Besides NSF proposals, another item that took up time over my winter non-break was finishing a submission to ISIT 2008. To me, this paper was another example of how CS theory people and EE theory people are often tackling the same sort of problems, just in a different language.
The paper is titled Distributed Beamforming with Binary Signaling. Here's the English version of the problem. A bunch of weak transmitters are trying to transmit the same message to a receiver. Before sending the message, they are all out of phase, so their signals potentially cancel each other. They'd like to send so that they are all mostly in phase, so the signals reinforce each other and the message gets through. Initially, nobody knows their phase. The only communication possible is all the transmitters can send a signal, and the receiver can broadcast information back. How quickly can alignment occur?
To better understand the problem, we simplified it as follows. In each round, each transmitter can send a bit, a -1 or +1. Suppose the jth transmitter send the bit b(i,j) in the ith round. The jth transmitter has, for all time, a fixed phase p(j), which is +1 or -1. The receiver's obtained signal in the ith round is |sum_j b(i,j)p(j)|. If there are n transmitters, we'd like to get the obtained signal to beta n for some constant 0 < beta < 1 as quickly as possible; this is what we'll mean by alignment. The system is fully distributed, so transmitters can't communicate directly, and the only feedback they get is 1 bit broadcast every round. In this simple model, we looked at lower bounds and algorithms. The lower and upper bounds are both linear in n, but trying to get those constant factors right is apparently pretty important.

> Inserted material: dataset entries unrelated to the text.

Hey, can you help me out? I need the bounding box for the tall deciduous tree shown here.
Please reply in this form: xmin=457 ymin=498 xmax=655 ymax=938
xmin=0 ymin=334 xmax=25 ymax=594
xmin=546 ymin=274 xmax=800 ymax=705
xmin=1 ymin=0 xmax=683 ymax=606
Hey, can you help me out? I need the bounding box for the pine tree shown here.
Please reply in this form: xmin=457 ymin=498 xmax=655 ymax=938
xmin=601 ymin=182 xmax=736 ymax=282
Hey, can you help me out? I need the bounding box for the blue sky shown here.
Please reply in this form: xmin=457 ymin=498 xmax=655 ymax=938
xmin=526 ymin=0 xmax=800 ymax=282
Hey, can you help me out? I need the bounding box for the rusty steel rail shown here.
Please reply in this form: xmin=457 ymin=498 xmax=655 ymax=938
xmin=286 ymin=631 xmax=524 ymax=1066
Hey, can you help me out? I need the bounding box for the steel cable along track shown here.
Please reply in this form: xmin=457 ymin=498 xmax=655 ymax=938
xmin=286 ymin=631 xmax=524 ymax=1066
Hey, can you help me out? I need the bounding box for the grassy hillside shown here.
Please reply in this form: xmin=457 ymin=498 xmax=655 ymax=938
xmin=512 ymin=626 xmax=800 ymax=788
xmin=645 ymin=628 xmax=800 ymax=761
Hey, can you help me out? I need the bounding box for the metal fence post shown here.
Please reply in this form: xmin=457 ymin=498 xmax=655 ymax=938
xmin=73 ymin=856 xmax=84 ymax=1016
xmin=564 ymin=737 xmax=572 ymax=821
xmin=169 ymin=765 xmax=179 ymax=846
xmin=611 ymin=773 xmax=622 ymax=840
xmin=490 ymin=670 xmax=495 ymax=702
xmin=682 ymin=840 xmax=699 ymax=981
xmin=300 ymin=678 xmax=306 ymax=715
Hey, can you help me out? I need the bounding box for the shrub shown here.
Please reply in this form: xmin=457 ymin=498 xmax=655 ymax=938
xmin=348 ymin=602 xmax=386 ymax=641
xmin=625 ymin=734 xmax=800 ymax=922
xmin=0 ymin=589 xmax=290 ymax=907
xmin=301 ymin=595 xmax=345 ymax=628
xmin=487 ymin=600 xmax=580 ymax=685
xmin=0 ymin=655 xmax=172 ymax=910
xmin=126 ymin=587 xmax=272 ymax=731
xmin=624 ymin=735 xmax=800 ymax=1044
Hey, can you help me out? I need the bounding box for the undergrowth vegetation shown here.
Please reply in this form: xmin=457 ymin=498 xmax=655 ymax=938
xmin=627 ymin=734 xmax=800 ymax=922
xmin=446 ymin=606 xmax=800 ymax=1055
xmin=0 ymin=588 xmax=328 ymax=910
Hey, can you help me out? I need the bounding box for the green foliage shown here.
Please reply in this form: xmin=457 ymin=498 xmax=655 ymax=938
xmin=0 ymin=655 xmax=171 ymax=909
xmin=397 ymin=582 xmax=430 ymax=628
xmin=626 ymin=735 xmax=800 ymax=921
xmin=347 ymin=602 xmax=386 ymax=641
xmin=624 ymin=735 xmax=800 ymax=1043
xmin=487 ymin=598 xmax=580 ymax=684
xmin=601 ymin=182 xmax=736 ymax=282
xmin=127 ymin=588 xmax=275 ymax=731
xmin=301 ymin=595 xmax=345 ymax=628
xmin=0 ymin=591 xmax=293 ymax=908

While this is a natural EE theory-type problem, it feels close to very similar problems in communication complexity, at least when simplified in this way. It was also interesting working on a lower bound, where we developed a reduction from a standard rate distortion problem. It seems to me EE people don't generally think in terms of reductions, at least not the way CS people do, although it's a terminology and framework that I think is increasing in use at conferences like ISIT. On the other hand, CS people don't always do reductions that give specific constant factors (in this case, related to entropy). So all in all it was an interesting reduction to develop here.
The "full paper" (ISIT papers are limited to 5 pages) will cover a lot more variations and have more details, though I expect there will still be many open problems. More generally, the theme of unifying the "communication complexity" picture between EE and CS, much as the coding theory picture has been greatly unified of late, seems like a great place to look for research problems.